A related parallel is that both ideologies declare certain groups virtuous and others evil a priori, that is to say, without regard for individuals’ actual behavior. In economic Marxism, workers and peasants are automatically virtuous while the bourgeoisie is automatically bad. Ideology X says blacks, gays, and feminist women are automatically good, and that whites, straights, and males are evil. Ideology X does not recognize the existence of non-feminist women, who are in fact the majority of women, and labels conservative blacks as effectively “white”—as Democratic presidential candidate Joe Biden did recently, telling a black audience that those who don’t vote for him “ain’t black.” If you have the misfortune to have been born a straight, white male, you are supposed to spend your life kissing the feet of the various “victim” groups.

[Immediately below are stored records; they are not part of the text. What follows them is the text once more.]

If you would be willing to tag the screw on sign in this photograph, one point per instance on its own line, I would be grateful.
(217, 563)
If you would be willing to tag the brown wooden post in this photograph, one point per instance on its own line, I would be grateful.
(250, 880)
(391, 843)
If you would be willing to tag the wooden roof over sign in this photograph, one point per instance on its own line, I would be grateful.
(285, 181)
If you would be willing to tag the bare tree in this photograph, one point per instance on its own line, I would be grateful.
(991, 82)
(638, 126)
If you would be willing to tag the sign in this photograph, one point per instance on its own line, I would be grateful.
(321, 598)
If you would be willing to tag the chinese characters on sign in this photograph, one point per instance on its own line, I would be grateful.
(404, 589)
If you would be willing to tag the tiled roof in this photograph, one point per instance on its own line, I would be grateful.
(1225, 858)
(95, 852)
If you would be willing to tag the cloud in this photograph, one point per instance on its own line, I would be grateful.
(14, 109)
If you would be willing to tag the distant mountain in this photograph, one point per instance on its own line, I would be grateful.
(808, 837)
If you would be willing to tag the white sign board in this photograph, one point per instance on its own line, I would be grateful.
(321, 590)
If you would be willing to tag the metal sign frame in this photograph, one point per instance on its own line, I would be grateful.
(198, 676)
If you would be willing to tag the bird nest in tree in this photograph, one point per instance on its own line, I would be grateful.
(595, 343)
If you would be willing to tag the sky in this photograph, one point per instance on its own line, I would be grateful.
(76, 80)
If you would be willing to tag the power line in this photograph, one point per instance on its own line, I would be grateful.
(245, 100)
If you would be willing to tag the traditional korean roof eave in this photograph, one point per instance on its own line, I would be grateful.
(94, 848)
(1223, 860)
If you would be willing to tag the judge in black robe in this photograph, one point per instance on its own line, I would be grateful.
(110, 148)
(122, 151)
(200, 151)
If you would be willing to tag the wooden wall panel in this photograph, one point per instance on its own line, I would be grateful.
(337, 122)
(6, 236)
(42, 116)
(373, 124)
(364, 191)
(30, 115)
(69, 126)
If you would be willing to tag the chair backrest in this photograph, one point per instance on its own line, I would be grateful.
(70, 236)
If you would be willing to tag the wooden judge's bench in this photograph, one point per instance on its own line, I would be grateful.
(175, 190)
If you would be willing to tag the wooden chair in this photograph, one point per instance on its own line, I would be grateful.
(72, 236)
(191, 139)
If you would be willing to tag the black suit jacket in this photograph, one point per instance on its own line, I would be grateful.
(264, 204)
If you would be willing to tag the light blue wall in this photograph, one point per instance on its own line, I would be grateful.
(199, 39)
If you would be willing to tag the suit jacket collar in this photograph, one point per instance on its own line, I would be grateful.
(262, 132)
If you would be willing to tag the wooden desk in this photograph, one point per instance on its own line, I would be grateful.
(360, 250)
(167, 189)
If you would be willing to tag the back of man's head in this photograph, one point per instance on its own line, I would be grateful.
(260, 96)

A fourth parallel is in the means: expropriation. Economic Marxists, where they obtained power, expropriated the bourgeoisie and handed their property to the state as the “representative” of the workers and peasants. Ideology X, where it gains power, takes “privileges”—which is to say, property—from whites, males, and straights and gives them to the groups it favors. Affirmative action is one of the many examples of expropriation by believers in Ideology X: this system will give a black person preferential treatment to get into an Ivy League school instead of a better-qualified Asian or white person, downgrading the latter’s lifetime earning potential.
Finally, both classical Marxism and Ideology X employ a method of analysis designed to show the correctness of their ideology in every situation. In classical Marxism, the analysis is economic. In Ideology X, the analysis is linguistic deconstruction. Deconstruction takes meaning out of any text and then substitutes whatever new meaning the ideology seeks. Thus all texts illustrate the oppression of women, blacks, gays, etc., just as economic Marxist analysis supposedly scientifically proves that all history is a tale of oppression by owners of the means of production.
These parallels are not coincidental. The members of the Frankfurt School were steeped in economic Marxism. It was their common starting point. It’s true, I have not found evidence that one day the Frankfurt School boys gathered around a blackboard, listed the characteristics of economic Marxism and said, “Now, what parallels can we draw to our evolving thinking?” But, they didn’t have to do that. It all flowed as naturally as, well, as water off a duck’s back.
In the end, the question of whether Ideology X is cultural Marxism comes down to this: are there multiple “schools” of Marxism? I say, “Yes.” Marxism-Leninism is one, Maoism is another, and the Marxism of China’s current ruling Communist Party is a third, even though it’s departed a good deal further from Marx than did the work of the Frankfurt School. Marx himself, I suspect, would argue that there cannot be any Marxism but his own. He was not famous for his flexibility. But that would also leave out Marxism-Leninism and compel Moscow to airbrush Uncle Karl’s portrait out of all those May Day parades.
So, is cultural Marxism Marxist? Marx may say no, but history says yes. Ducks of a feather flock together.